Our class siblings in Yemen and Syria have suffered years of the new “wars without end” as different capitalist interests supervise the slaughters to further the interests of their own factions.


“Masters of war” and their cheerleaders


Starr’s lyrics have stood the test of time. Since he sang it during the height of USA’s involvement in Vietnam there have been dozens of wars where workers suffer in the interests of capitalists and their states. In that half century of suffering the warring murder machines have never been short of friends to back their violence.


Across the political spectrum, clever commentators sit well away from the mayhem proclaiming which gang of cutthroats should be supported. Every trick around the concept of “just war” has been churned out to support one or other side whenever the horrors of war start. They pontificate, we suffer!


And so to Russia/Ukraine


The media owned by US, European etc. capital has been full of talk of imminent warfare as have the politicians.
Ever since the breakup of the Soviet Union tensions have existed between the cliques that have emerged to own and control capital in place of the previous party/state machine. With Putin at its head, Russia has struggled to reassert itself as a “Great Power”, and land grabs have resulted in Crimea and areas in the Donbas region switching from Ukrainian to Russian control. The preference of the Ukrainian ruling class to seek more economic links with the European Union runs counter to Russia’s strategy.
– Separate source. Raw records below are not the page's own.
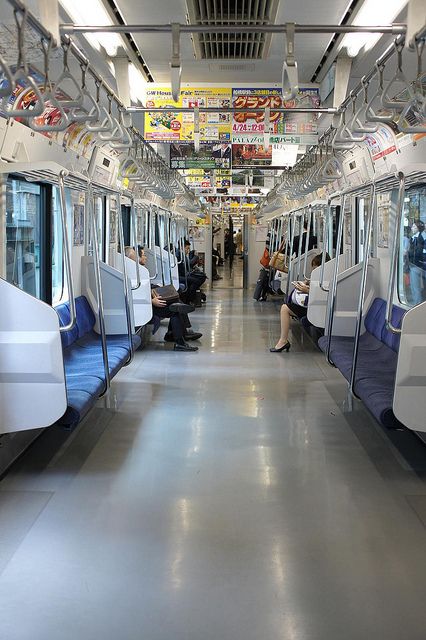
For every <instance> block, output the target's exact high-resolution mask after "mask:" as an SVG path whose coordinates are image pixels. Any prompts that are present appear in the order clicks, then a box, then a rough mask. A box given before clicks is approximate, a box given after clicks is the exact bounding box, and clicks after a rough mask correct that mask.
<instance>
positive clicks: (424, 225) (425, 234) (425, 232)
mask: <svg viewBox="0 0 426 640" xmlns="http://www.w3.org/2000/svg"><path fill="white" fill-rule="evenodd" d="M402 225H403V227H402V229H401V246H400V252H399V255H400V263H399V278H398V284H399V287H398V289H399V299H400V301H401V302H402V303H403V304H406V305H408V306H411V307H413V306H415V305H416V304H420V303H421V302H424V301H425V300H426V228H425V227H426V185H424V186H421V187H415V188H412V189H409V190H408V191H407V192H406V194H405V199H404V214H403V216H402Z"/></svg>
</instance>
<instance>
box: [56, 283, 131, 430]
mask: <svg viewBox="0 0 426 640" xmlns="http://www.w3.org/2000/svg"><path fill="white" fill-rule="evenodd" d="M75 303H76V323H75V326H74V327H73V329H71V330H70V331H65V332H64V333H62V334H61V338H62V348H63V356H64V369H65V381H66V387H67V398H68V407H67V410H66V412H65V414H64V415H63V417H62V418H61V419H60V420H59V422H60V423H61V424H65V425H69V426H75V425H76V424H77V423H78V422H80V420H82V418H83V417H84V416H85V415H86V413H87V412H88V411H89V410H90V409H91V407H92V406H93V405H94V404H95V402H96V401H97V399H98V398H99V396H100V395H102V393H103V392H104V391H105V387H106V380H105V371H104V362H103V357H102V343H101V338H100V336H99V335H98V334H97V333H95V331H94V326H95V316H94V313H93V311H92V309H91V308H90V305H89V303H88V302H87V299H86V298H85V297H84V296H80V297H78V298H76V301H75ZM56 312H57V313H58V316H59V323H60V325H61V326H65V325H67V324H69V321H70V309H69V304H68V303H67V302H66V303H63V304H60V305H59V306H57V307H56ZM132 342H133V346H134V348H135V349H136V348H137V347H138V346H139V344H140V338H139V337H138V336H133V337H132ZM107 351H108V369H109V373H110V377H111V378H113V377H114V376H115V375H116V374H117V373H118V371H119V370H120V369H121V368H122V367H123V366H124V365H125V364H126V363H127V361H128V359H129V357H130V350H129V340H128V336H127V335H111V336H107Z"/></svg>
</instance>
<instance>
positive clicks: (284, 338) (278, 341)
mask: <svg viewBox="0 0 426 640" xmlns="http://www.w3.org/2000/svg"><path fill="white" fill-rule="evenodd" d="M290 318H291V314H290V309H289V308H288V306H287V305H286V304H283V305H282V307H281V311H280V321H281V335H280V339H279V340H278V342H277V344H276V345H275V349H280V348H281V347H283V346H284V345H285V343H286V342H288V332H289V330H290Z"/></svg>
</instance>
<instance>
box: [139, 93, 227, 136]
mask: <svg viewBox="0 0 426 640" xmlns="http://www.w3.org/2000/svg"><path fill="white" fill-rule="evenodd" d="M146 106H147V107H159V108H163V109H170V110H168V111H166V112H160V111H157V112H156V111H152V112H149V113H147V114H146V116H145V139H146V140H150V141H151V142H155V141H157V142H173V141H180V142H190V141H192V140H193V139H194V113H193V111H187V112H179V111H173V108H174V107H183V108H186V109H194V107H196V106H198V107H207V108H212V109H217V111H216V110H215V111H214V112H207V113H206V112H202V111H201V112H200V140H201V142H222V141H223V142H230V140H231V114H230V113H226V112H225V113H223V112H221V108H222V109H228V108H229V107H230V106H231V89H226V88H221V87H213V88H208V87H186V88H183V89H182V90H181V94H180V97H179V101H178V102H177V103H175V102H174V101H173V98H172V95H171V92H170V90H167V89H166V88H164V89H160V88H153V89H148V90H147V92H146Z"/></svg>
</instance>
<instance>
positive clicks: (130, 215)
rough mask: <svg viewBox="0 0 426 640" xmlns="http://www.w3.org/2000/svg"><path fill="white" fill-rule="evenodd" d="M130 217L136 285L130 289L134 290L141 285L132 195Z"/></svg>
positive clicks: (137, 248) (135, 221) (133, 208)
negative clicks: (135, 277)
mask: <svg viewBox="0 0 426 640" xmlns="http://www.w3.org/2000/svg"><path fill="white" fill-rule="evenodd" d="M130 219H131V221H132V227H133V246H134V250H135V257H136V286H135V287H133V286H132V291H136V289H139V288H140V286H141V274H140V269H139V250H138V238H137V233H138V230H137V229H138V227H137V224H136V209H135V199H134V197H133V196H132V198H131V200H130Z"/></svg>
Recent weeks have seen armaments being sent from the UK and the EU to Ukraine, while Russian troops amass on the border and carry out “exercises” in Belarus. Before the next round of blood letting has begun, the first “shots” in modern warfare were fired with the hacking and disruption of a big portion of Ukrainian state communications.


Workers’ power in action


It’s definitely not easy, but we can disrupt the bosses’ wars. Draft resistance, strikes, boycotting of armament shipments, and resistance to wartime work speedups have all been weapons in our working class armoury. In Britain, working class direct action forced the night time opening of the London Underground to give working class families some protection from the bombing in 1940. “Lest we forget” the first great imperialist slaughter was brought to an end by strikes, mutinies and revolutions. But working class resistance against the war machine is not only something of the past, as for example the dock workers collective in Genoa demonstrated recently when they refused to process ships that carry arms for the global killing fields.


It might just be smaller groups of workers with the power to have such an influence, but they are quickly isolated without more popular, and international support. This is why it’s more important than ever that workers build and maintain our internationalist connections. Struggles that remain isolated nationally can always be repressed by external military help (see Russia’s response to the uprising recently in Kazakhstan). Currently capitalism is pushing workers around the world to the appalling realities of surviving in, or escaping from, war zones. The whole question of realising practical international solidarity is vital and pressing.